Scientists have found antibodies in the blood of certain Covid-19 donors that can block infection from a broad set of coronaviruses, specifically in people who have recovered from the SARS-CoV-2 virus and were then vaccinated.
The researchers from Scripps Research and the University of North Carolina (UNC), US, found this includes not only the Covid -19-causing SARS-CoV-2, but also SARS-CoV-1 and MERS-CoV.
The study, published in the journal Immunity, could lead to the development of a broad coronavirus vaccine and related antibody therapeutics. Both could be used against future coronavirus pandemics as well as any future variants of SARS-CoV-2.
“We show here that there are individual human monoclonal antibodies that can be found that protect against all three recent deadly coronaviruses: SARS-CoV-1, SARS-CoV-2 and MERS-CoV,” said study co-senior author Raiees Andrabi, institute investigator at Scripps Research.
SARS-CoV-2, along with SARS-CoV-1 — the cause of the 2002-04 SARS outbreak — and MERS-CoV, the cause of deadly Middle East Respiratory Syndrome, belong to a broad grouping of coronaviruses known as betacoronaviruses.
These viruses mutate at a modestly high rate, creating a significant challenge for the development of vaccines and antibody therapies against them.

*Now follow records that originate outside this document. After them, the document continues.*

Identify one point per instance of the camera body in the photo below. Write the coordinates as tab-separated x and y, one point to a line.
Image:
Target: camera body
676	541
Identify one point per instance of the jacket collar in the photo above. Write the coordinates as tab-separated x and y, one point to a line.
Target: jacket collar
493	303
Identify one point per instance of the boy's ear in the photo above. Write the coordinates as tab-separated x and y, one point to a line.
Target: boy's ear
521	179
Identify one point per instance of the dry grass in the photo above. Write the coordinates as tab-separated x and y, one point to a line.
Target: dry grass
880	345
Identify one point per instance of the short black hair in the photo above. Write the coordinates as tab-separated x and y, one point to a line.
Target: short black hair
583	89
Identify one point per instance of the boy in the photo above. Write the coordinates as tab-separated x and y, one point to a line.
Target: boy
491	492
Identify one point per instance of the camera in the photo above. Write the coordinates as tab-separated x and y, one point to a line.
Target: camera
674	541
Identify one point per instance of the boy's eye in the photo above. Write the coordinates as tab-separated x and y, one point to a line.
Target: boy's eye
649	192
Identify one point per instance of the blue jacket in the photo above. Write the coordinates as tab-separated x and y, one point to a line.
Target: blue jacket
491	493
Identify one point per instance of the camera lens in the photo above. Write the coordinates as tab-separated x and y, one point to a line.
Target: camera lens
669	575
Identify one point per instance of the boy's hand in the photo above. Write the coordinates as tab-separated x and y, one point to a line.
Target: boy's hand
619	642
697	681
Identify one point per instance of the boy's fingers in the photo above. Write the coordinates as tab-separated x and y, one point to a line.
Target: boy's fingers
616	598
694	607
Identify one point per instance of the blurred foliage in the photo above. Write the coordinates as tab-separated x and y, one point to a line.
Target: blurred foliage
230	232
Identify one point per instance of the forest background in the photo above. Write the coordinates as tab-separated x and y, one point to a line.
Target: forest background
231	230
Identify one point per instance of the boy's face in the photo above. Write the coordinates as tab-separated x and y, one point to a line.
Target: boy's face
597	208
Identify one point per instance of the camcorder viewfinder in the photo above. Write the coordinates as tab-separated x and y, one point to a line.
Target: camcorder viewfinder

In the case of SARS-CoV-2, although existing vaccines have been very helpful in limiting the toll of disease and death from the pandemic, new SARS-CoV-2 variants have emerged that can spread even among vaccine recipients.
However, over the past two years, the team has been finding evidence that SARS-CoV-2 and other betacoronaviruses have a vulnerable site that does not mutate much. This site, which is in the S2 region (or base) of the viral spike protein, is relatively conserved on betacoronaviruses that infect a variety of animal species.
By contrast, current SARS-CoV-2 vaccines mainly target the viral spike protein’s relatively mutable S1 region, with which the virus binds to host-cell receptors.
The S2 site plays a key role in how betacoronaviruses progress from receptor-binding to the membrane fusion that enables entry into host cells in the respiratory tract.